Elle a fait l'objet d'un licenciement disciplinaire le 12 janvier 2007.
Saisi par Mme [H] d'une contestation de ce licenciement, d'une demande de rappel de salaires, et d'une demande d'indemnité pour travail dissimulé, le conseil de prud'hommes de Paris a, par jugement du 5 janvier 2009, rejeté ces demandes.
Régulièrement appelante, Mme [H] demande à la cour d'infirmer ce jugement et, statuant à nouveau, de condamner la société [V] [U] à lui verser la somme de 8 229 euros à titre de dommages-intérêts pour licenciement sans cause réelle et sérieuse, la somme de 874,76 euros au titre des heures supplémentaires, la somme de 8 229 euros en application de l'article L.324-11-1 du code du travail et celle de 5 000 euros en application de l'article 700 du code de procédure civile.

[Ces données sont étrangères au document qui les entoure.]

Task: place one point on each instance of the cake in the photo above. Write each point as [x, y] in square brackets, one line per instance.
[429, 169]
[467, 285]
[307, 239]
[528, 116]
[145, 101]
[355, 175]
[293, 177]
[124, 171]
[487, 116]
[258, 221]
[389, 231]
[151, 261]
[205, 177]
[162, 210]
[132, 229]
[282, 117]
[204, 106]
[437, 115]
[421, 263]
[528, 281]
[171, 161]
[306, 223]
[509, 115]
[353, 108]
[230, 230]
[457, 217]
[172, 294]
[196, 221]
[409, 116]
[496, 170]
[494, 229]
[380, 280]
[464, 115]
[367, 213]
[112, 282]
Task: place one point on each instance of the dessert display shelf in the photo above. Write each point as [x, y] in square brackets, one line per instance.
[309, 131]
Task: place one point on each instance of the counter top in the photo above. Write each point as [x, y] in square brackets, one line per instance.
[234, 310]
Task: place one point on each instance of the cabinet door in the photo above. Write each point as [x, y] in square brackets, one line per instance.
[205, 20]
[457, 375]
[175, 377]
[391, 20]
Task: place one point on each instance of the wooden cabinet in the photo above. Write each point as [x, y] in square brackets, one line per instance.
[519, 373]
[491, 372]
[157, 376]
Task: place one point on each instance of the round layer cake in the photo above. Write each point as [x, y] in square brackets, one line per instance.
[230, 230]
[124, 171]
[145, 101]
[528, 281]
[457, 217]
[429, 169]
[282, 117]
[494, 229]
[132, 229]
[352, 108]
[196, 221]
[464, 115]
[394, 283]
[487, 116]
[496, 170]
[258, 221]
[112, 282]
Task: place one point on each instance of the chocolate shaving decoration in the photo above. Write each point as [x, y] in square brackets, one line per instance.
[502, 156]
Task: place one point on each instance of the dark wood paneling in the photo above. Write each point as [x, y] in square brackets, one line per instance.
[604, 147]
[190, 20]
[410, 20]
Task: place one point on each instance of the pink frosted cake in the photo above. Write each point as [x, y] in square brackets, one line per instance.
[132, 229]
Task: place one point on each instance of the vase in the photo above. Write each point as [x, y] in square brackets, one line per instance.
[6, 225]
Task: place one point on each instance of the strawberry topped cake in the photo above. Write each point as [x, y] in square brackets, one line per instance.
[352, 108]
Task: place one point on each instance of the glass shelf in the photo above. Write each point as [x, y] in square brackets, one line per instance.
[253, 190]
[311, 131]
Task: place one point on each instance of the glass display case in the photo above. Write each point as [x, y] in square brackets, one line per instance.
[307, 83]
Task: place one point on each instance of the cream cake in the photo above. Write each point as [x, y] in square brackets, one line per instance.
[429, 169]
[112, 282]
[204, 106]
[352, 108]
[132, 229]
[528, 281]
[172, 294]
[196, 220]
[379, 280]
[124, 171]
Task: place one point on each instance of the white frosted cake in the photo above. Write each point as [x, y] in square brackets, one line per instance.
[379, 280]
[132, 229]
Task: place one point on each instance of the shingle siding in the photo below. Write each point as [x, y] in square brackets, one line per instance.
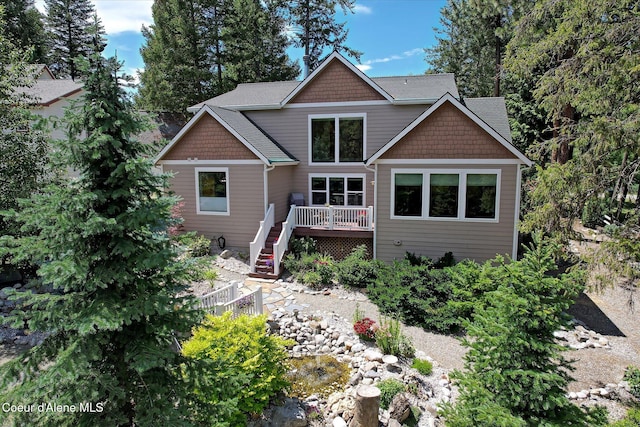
[337, 83]
[447, 134]
[209, 140]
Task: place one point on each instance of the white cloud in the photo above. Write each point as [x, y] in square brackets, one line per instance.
[360, 8]
[119, 15]
[367, 65]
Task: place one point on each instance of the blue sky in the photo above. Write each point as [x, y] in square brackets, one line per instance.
[391, 33]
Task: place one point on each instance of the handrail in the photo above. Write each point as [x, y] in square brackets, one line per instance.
[332, 217]
[280, 247]
[261, 236]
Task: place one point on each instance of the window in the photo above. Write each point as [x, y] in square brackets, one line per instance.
[212, 189]
[337, 139]
[445, 194]
[408, 192]
[337, 190]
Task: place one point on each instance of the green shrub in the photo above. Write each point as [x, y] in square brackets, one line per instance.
[357, 270]
[632, 377]
[246, 357]
[388, 389]
[631, 420]
[423, 366]
[302, 245]
[593, 213]
[194, 244]
[391, 340]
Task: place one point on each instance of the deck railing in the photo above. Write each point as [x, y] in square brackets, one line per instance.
[227, 299]
[332, 218]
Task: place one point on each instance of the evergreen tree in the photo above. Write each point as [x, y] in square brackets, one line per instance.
[112, 276]
[70, 25]
[515, 374]
[316, 29]
[255, 43]
[581, 59]
[24, 27]
[24, 167]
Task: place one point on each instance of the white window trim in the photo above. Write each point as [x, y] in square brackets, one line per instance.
[462, 194]
[336, 117]
[198, 211]
[343, 176]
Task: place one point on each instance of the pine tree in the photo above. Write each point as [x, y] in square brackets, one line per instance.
[24, 167]
[317, 30]
[515, 374]
[69, 23]
[255, 44]
[110, 303]
[24, 27]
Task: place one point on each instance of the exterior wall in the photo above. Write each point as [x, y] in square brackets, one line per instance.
[337, 83]
[280, 181]
[290, 127]
[475, 240]
[246, 203]
[209, 140]
[448, 134]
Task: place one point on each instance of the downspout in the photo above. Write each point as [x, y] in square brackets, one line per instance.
[375, 207]
[516, 215]
[265, 191]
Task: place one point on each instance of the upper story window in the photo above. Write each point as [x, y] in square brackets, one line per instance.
[337, 138]
[467, 195]
[212, 191]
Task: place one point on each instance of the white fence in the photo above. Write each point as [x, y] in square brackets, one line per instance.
[227, 299]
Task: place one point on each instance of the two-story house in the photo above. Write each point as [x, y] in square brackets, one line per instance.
[397, 163]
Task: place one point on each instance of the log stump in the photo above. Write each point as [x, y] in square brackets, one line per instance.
[367, 406]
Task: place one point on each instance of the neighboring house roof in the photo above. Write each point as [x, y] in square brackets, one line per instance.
[426, 88]
[46, 92]
[244, 130]
[492, 115]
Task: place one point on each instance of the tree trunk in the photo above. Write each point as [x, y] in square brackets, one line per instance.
[563, 152]
[498, 57]
[367, 406]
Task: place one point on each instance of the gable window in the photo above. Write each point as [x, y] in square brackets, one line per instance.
[212, 191]
[337, 138]
[346, 190]
[445, 194]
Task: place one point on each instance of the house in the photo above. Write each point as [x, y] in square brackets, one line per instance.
[51, 96]
[397, 163]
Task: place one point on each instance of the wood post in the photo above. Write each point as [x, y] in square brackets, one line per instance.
[367, 406]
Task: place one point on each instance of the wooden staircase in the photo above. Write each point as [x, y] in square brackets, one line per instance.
[264, 263]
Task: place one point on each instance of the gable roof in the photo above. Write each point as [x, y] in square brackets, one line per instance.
[492, 115]
[421, 89]
[243, 129]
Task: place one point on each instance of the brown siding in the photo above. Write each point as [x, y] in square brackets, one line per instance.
[475, 240]
[246, 204]
[337, 83]
[209, 140]
[448, 134]
[280, 182]
[290, 128]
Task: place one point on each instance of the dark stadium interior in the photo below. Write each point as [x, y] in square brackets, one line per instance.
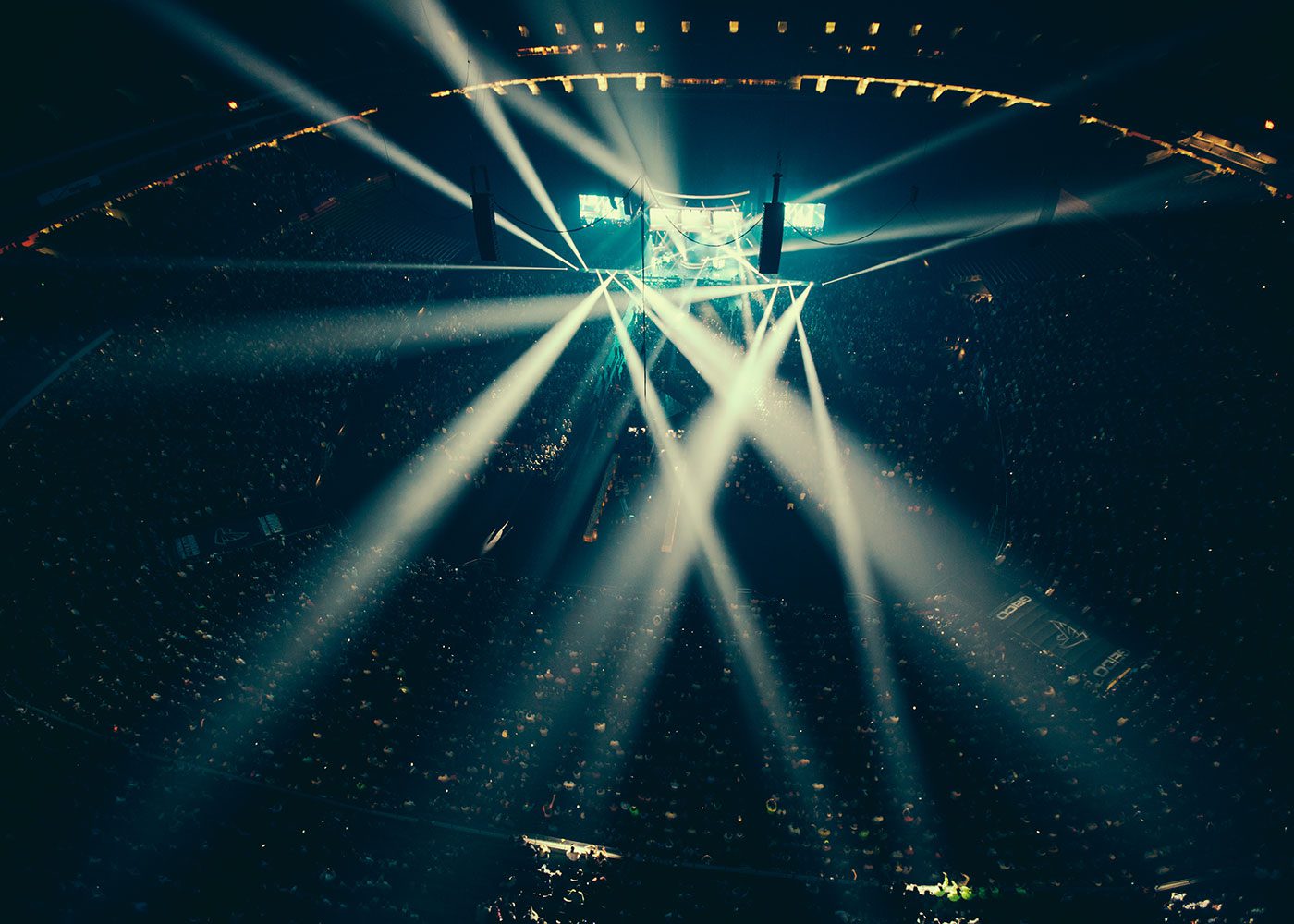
[935, 575]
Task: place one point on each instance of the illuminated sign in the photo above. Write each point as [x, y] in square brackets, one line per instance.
[1012, 607]
[602, 209]
[1110, 663]
[808, 216]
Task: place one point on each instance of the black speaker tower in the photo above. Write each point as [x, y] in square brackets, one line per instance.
[482, 219]
[770, 236]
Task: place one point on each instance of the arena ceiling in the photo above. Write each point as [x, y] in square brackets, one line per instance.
[96, 86]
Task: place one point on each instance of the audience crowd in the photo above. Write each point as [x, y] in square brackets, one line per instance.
[333, 730]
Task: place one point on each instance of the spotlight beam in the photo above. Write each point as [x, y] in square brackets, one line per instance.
[443, 34]
[1019, 222]
[409, 507]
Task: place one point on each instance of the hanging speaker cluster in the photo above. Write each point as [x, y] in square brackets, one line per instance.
[773, 226]
[482, 219]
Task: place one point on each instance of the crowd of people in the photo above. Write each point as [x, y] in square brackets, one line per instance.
[351, 730]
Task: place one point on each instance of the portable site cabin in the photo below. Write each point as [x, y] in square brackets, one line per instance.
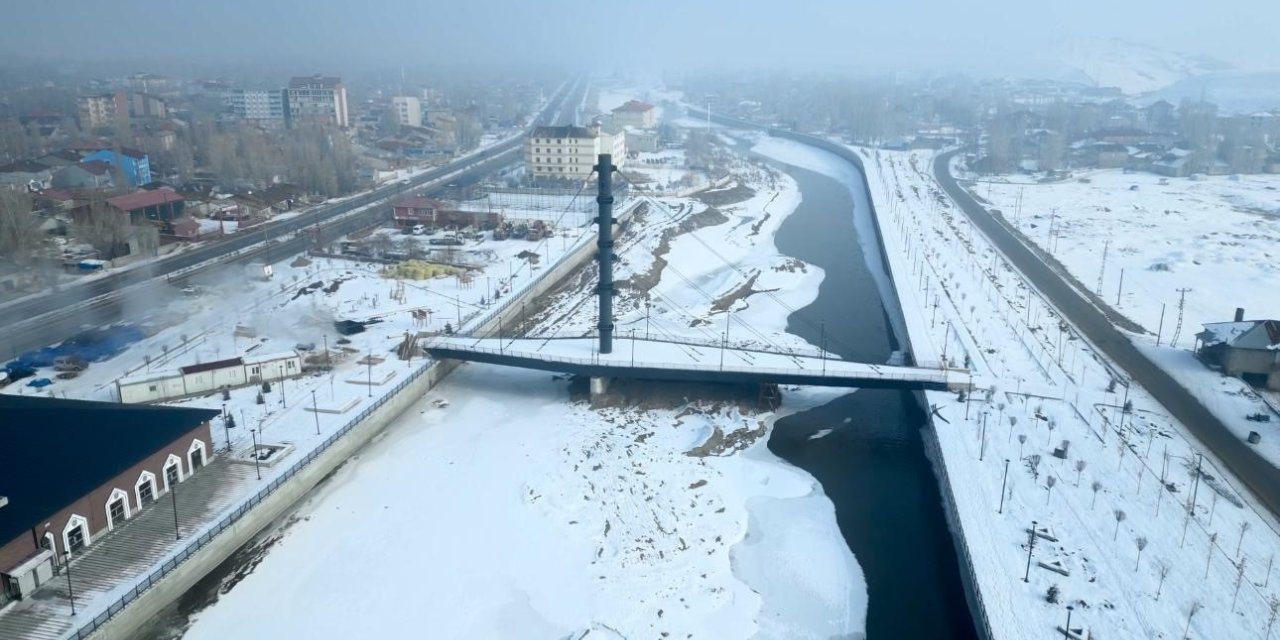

Mme [H] demande également qu'il soit enjoint à la société [V] [U] d'avoir sous peine d'astreinte à lui remettre des bulletins de salaires et une attestation Assedic conformes.
Intimée, la société [V] [U] requiert la cour de confirmer le jugement déféré et de condamner Mme [H] à lui payer la somme de 3 500 euros sur le fondement de l'article 700 du code de procédure civile.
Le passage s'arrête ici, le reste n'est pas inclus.